Already, the state government with support from partners especially UNICEF recently spent about N1.1 Billion on treatment and management of acute malnutrition which is not sustainable.
For example, the State’ Nutrition Officer, Mrs. Ramatu Haruna said recently that the state treated a total of 17,063 malnourished children out of the 28,524 admitted in various Community Management of Acute Malnutrition (CMAM) centres across the state in 2021.
Zonal Coordinator of A&T, Sarah Kwasu, said, “we need to talk more on preventive measures rather than curative measure which is not sustainable”.
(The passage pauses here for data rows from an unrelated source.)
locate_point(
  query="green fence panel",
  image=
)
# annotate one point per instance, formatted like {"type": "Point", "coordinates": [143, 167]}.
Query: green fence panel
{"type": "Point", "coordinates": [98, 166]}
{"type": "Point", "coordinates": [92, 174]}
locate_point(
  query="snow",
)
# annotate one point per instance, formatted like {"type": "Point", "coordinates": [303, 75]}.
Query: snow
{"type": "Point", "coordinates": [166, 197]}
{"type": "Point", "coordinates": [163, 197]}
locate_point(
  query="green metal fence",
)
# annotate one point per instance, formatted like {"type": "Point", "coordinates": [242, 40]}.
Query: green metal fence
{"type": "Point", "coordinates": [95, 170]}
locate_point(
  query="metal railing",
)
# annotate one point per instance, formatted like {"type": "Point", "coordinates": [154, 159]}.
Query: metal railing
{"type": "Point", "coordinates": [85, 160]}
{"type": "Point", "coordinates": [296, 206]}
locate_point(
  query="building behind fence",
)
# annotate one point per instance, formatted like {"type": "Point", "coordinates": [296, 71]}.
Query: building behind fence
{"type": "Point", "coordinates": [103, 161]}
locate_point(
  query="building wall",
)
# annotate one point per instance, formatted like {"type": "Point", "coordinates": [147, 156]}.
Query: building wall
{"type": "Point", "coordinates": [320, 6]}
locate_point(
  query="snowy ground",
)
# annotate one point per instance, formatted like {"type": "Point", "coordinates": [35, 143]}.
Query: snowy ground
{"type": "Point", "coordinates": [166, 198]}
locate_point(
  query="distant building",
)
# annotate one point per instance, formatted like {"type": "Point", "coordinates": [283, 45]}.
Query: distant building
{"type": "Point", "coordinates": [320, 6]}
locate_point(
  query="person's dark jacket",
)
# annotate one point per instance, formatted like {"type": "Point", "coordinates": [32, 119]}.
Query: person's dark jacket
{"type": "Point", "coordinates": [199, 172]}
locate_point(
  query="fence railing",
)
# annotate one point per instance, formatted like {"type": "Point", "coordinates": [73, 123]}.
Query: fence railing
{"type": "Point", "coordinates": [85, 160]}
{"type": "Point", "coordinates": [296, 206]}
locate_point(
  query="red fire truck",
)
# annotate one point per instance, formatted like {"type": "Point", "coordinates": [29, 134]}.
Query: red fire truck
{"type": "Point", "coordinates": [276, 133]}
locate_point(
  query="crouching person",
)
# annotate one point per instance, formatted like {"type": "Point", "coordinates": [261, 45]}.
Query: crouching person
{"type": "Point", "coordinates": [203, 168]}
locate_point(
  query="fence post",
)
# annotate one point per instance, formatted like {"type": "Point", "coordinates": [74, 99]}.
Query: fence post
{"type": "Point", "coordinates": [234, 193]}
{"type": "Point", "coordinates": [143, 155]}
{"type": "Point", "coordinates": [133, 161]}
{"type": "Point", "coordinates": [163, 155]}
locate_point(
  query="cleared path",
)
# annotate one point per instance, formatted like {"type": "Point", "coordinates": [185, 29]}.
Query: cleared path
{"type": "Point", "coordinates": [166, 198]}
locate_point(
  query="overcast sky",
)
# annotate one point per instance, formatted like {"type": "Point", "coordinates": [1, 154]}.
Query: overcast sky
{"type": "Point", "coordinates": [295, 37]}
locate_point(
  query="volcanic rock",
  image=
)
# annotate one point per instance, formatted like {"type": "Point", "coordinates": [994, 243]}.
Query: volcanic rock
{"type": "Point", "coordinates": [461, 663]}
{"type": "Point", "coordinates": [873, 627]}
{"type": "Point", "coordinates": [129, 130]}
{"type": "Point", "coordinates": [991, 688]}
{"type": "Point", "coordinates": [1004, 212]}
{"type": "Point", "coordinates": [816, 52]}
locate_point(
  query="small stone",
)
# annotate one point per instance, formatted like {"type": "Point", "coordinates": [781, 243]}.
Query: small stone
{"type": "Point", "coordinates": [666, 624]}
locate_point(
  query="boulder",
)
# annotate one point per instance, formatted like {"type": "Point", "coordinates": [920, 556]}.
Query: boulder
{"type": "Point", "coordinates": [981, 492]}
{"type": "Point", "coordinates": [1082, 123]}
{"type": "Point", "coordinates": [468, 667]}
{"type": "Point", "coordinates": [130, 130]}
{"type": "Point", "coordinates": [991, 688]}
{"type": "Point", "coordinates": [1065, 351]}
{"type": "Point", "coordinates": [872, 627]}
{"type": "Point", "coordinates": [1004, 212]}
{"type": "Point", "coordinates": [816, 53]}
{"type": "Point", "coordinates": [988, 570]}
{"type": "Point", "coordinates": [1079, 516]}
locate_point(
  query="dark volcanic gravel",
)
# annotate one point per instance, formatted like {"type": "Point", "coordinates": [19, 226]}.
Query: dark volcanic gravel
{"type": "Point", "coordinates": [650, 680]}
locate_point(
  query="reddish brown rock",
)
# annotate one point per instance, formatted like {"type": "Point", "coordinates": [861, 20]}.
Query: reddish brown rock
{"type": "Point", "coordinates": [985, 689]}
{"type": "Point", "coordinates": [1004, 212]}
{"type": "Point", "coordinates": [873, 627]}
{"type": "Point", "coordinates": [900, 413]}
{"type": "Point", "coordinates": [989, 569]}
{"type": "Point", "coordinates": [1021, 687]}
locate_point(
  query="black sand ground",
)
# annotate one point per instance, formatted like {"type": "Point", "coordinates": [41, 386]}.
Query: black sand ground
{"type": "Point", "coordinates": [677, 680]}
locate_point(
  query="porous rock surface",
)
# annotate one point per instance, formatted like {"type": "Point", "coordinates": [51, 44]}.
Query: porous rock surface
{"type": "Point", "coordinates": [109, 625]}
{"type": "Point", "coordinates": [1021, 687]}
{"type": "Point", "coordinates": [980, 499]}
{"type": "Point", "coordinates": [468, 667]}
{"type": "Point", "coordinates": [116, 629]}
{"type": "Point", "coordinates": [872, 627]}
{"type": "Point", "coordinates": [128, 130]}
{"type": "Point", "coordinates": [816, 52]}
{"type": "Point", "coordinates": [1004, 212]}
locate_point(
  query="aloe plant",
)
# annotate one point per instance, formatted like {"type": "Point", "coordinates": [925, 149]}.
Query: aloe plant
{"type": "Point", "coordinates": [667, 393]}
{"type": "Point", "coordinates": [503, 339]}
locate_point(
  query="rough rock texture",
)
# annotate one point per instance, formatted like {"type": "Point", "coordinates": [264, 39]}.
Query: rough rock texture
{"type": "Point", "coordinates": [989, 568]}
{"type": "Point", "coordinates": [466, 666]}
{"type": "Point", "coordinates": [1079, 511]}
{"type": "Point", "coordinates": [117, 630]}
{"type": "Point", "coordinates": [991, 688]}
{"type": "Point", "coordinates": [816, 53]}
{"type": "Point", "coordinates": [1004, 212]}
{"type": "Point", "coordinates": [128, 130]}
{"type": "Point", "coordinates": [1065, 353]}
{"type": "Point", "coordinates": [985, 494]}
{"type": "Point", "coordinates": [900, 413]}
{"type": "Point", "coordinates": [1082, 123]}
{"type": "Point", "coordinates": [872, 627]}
Sarah hinted the meeting that her organization was scaling up MIYCN in Kaduna, Bauchi, Kano, Sokoto, Borno, Yobe and Lagos states from 2021 to 2026.
To ensure success within the period, Sarah further said that A&T has been working with state governments, strengthening local capacities as well as supporting efforts for improvement at national level.
She explained that recognising the importance of maternal nutrition for better health and wellbeing outcomes for both mothers and their children, her organisation aimed at improving the delivery of maternal nutrition interventions in the focal states.
Desk Officer, NAFDAC, Kaduna office, Rahila Maishan, lamented low practice of exclusive breastfeeding quickly added that NAFDAC did not permit adverts of infant formulas or breast milk substitutes (BMS) in the country.
Maishanu in a paper titled: “The BMS Code/National Regulation and the Role of Media in Promoting Code Compliance” described breastfeeding as an high impact, low technology, cost effective intervention for child survival and optimal cognitive sustainability.
“In order to promote MIYCN, the Agency empowered by law under the provisions of the NAFDAC Act Cap N1 LFN 2004 birthed a Code to contribute to the provision of safe and adequate nutrition for infants, by the protection and promotion of breastfeeding, to ensure proper use of breast milk substitutes on the basis of adequate information through appropriate marketing and distribution.
On his part, Assistant State Nutrition Officer, SPHCB, Adams Ango, remarked the need to assist the State Government in promoting MIYCN in the state adding that the state has fared well on the issue of malnutrition.